God pursues us. He finds us where we are in our flesh, and He meets us there with grace that puts down our captivity and brings us out to Himself. He doesn’t wait for us to approach Him first. He doesn’t wait until we look clean. He bends down low into the dirt, sin, and mess of our public accusation, disarms the accusers, calls us to repent of our sin, and dwells with us as we struggle to repent, giving us the very grace by which we repent.

God Cares for the Sinful

God cares about the woes of the utterly sinful. There’s no way around this. Israel was worshipping Egypt’s idols when God rescued them powerfully from Egypt. He invaded your life and my life and atoned for our sins while we were at our worst. When the sinful hurt, God is moved. When He has compassion, He acts: He sends (Matthew 9:36), He heals (Matthew 14:14), He feeds (Matthew 15:32), He delivers (Mark 9:25), He comforts (Luke 7:13), He binds (Luke 10:33), and He embraces (Luke 15:20).

God Risks Shame

The God of the universe, alone worthy of all respect, awe, and worship, was massacred naked on a disgusting cross like a common criminal between two common criminals.

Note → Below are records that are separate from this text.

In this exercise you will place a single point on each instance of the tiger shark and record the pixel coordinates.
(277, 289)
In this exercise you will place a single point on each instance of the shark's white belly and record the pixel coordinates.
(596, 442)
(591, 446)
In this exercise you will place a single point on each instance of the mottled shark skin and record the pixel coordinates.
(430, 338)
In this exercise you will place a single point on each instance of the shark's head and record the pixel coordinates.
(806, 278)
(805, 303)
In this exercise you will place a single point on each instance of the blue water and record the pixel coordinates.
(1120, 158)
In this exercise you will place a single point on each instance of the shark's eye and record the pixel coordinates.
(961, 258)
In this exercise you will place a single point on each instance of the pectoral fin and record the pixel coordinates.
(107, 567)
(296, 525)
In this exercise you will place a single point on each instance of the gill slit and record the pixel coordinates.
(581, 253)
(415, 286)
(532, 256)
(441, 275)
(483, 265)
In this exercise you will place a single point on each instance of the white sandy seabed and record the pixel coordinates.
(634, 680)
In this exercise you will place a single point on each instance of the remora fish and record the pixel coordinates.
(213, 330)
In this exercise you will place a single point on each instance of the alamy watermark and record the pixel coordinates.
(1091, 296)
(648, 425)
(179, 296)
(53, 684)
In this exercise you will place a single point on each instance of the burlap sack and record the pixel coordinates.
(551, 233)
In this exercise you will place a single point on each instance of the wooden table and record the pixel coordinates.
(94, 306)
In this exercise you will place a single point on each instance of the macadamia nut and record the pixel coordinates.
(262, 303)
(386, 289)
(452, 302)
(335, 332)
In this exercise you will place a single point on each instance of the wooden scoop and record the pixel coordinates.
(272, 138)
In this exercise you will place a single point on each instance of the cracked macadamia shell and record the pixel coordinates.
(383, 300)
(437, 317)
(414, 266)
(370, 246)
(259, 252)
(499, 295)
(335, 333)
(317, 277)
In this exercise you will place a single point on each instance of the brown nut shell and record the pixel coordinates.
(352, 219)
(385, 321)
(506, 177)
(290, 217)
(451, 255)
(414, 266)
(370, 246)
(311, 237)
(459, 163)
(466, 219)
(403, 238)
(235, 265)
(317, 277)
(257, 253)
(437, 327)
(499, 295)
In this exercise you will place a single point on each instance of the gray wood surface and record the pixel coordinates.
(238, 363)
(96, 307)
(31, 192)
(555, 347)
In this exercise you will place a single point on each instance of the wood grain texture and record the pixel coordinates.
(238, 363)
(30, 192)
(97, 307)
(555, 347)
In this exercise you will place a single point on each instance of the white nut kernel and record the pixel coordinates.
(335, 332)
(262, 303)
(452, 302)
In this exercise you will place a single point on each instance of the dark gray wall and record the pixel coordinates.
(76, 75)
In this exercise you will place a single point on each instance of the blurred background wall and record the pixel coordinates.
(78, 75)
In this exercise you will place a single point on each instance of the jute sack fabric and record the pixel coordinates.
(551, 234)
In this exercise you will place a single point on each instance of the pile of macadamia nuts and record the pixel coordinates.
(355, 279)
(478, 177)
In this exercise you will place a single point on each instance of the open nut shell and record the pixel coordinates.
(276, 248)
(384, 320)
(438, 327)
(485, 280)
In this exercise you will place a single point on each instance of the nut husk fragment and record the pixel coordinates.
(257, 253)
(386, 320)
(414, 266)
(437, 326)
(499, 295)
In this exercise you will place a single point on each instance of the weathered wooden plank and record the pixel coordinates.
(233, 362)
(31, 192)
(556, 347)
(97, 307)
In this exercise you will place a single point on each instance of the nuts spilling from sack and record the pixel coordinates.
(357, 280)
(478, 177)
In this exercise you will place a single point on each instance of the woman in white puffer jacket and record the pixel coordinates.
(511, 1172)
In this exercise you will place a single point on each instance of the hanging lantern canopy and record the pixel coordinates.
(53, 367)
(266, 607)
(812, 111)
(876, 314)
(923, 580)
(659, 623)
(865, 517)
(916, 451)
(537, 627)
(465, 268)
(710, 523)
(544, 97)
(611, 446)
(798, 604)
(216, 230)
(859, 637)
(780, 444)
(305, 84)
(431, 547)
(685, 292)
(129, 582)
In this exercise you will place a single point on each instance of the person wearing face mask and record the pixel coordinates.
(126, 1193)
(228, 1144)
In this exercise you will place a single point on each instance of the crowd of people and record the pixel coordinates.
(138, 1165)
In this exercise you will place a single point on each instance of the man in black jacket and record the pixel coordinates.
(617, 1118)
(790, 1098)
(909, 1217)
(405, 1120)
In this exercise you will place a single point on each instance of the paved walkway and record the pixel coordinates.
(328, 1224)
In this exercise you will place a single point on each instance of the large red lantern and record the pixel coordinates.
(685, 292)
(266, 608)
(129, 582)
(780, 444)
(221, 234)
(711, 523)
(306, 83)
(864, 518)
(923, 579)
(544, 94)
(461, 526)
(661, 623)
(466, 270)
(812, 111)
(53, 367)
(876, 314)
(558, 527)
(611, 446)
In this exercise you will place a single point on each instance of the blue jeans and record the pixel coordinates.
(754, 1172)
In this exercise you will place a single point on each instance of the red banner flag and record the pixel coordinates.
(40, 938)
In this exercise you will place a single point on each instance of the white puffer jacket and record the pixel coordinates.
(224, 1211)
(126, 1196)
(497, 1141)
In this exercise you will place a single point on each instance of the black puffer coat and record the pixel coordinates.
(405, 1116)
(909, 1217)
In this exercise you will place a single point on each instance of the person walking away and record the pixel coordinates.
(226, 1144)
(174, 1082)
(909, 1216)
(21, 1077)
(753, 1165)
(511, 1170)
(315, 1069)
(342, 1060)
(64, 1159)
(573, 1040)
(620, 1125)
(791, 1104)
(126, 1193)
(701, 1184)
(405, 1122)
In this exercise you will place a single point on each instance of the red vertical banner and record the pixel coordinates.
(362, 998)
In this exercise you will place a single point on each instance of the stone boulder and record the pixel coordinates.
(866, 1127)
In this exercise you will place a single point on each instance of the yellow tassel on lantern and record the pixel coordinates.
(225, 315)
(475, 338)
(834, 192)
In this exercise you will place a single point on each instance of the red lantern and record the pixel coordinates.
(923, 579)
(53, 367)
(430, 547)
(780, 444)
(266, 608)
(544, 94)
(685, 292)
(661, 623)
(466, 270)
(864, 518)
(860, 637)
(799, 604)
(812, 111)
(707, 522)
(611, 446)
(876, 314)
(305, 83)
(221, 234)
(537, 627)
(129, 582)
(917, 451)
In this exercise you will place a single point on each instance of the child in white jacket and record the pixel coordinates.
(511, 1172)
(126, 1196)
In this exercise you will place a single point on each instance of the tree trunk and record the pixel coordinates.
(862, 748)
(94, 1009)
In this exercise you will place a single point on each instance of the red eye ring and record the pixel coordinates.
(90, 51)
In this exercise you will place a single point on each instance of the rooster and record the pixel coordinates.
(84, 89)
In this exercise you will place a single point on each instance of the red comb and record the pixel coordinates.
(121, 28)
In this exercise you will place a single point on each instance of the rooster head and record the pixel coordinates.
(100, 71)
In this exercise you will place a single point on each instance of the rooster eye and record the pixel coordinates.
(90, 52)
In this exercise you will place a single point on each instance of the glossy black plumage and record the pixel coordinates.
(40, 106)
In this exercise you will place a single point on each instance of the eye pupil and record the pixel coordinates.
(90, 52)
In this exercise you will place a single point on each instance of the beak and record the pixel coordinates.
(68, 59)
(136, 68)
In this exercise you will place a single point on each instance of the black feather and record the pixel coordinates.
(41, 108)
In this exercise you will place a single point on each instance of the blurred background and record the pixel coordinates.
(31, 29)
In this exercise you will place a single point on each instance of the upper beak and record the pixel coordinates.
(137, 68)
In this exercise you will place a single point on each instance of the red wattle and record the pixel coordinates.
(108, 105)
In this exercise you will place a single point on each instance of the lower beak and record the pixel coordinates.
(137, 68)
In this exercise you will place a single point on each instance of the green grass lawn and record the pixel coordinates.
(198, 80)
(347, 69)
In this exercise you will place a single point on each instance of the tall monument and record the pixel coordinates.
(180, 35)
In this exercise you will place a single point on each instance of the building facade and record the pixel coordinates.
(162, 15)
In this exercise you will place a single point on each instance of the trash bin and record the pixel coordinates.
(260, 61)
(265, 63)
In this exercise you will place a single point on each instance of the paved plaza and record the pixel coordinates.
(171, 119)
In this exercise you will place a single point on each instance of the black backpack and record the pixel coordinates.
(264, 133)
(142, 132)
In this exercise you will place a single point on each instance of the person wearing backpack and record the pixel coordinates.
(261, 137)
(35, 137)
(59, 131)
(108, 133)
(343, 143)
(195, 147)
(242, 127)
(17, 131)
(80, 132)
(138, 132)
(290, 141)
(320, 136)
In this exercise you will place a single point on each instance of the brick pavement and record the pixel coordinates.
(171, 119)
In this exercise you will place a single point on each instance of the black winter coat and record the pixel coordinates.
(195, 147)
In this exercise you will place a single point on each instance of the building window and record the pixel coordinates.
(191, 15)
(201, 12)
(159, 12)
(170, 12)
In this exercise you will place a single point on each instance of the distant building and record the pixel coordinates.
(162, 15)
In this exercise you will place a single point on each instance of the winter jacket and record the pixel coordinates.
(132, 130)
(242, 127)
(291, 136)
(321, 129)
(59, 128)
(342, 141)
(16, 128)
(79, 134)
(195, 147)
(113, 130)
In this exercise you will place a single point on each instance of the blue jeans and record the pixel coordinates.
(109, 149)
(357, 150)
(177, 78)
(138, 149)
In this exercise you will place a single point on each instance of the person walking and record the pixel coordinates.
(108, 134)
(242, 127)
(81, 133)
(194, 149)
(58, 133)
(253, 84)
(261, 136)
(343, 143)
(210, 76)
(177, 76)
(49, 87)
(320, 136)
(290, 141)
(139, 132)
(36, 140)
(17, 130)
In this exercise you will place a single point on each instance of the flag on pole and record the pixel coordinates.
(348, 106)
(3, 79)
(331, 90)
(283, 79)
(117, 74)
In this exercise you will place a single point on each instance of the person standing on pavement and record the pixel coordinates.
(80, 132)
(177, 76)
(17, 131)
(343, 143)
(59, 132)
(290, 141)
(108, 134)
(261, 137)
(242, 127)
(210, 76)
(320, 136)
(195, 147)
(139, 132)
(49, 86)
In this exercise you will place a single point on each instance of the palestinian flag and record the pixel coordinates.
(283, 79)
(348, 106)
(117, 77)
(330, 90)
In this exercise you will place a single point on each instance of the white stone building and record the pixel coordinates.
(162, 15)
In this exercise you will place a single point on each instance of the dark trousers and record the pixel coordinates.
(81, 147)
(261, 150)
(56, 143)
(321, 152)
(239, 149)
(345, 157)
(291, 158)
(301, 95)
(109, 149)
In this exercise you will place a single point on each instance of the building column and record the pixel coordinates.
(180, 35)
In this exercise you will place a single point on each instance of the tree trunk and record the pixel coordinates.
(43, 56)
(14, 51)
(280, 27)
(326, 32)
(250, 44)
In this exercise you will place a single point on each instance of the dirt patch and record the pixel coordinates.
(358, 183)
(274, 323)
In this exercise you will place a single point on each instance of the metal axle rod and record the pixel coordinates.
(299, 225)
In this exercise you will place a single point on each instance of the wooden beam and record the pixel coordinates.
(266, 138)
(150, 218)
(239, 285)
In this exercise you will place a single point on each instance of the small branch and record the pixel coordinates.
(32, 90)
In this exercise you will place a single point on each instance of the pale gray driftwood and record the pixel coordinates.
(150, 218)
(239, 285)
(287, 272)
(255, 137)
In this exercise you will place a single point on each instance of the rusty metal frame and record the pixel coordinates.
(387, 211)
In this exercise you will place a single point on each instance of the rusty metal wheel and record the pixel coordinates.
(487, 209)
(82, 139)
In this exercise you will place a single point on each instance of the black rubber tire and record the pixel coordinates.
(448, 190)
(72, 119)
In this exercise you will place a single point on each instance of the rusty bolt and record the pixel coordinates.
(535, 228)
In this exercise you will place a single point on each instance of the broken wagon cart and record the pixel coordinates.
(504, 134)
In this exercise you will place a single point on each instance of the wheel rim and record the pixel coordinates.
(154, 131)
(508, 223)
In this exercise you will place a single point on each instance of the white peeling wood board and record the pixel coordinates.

He was unsafe, and He became shame on behalf of those who should rightfully be ashamed. His grotesque display disarmed the weight of my shame and your shame so that we can join Him in further becoming shame on behalf of our neighbors to show them the God who is truly shame on their behalf.

God is Steadfast

God chose us before the foundations of the Earth were framed, and in Him there is no shadow of turning. He did not profess love in wild gestures that fizzled out in days, weeks, months, or years. He showed love that gives us the very meaning of steadfast, bearing with our sins not only while we sinned and spat in His face but for ages beforehand in His divine planning. He sticks with a stubborn, hardheaded, and stiff-necked people. He sticks with me and you.

Imaging God’s Pursuit

We are missionaries, and missionaries need to know how to counsel. We obey Jesus’ commands to make disciples (not just “agree-ers”), and this must include Ephesians 4. If evangelism doesn’t lead to local bodies, it simply isn’t evangelism. It is something else. We lift our eyes to God’s rescue of us to get us off our seats, to spur our pursuit, and to inform how we pursue. Counsel doesn’t just speak. It acts. And this is because God Himself doesn’t just speak. He acts.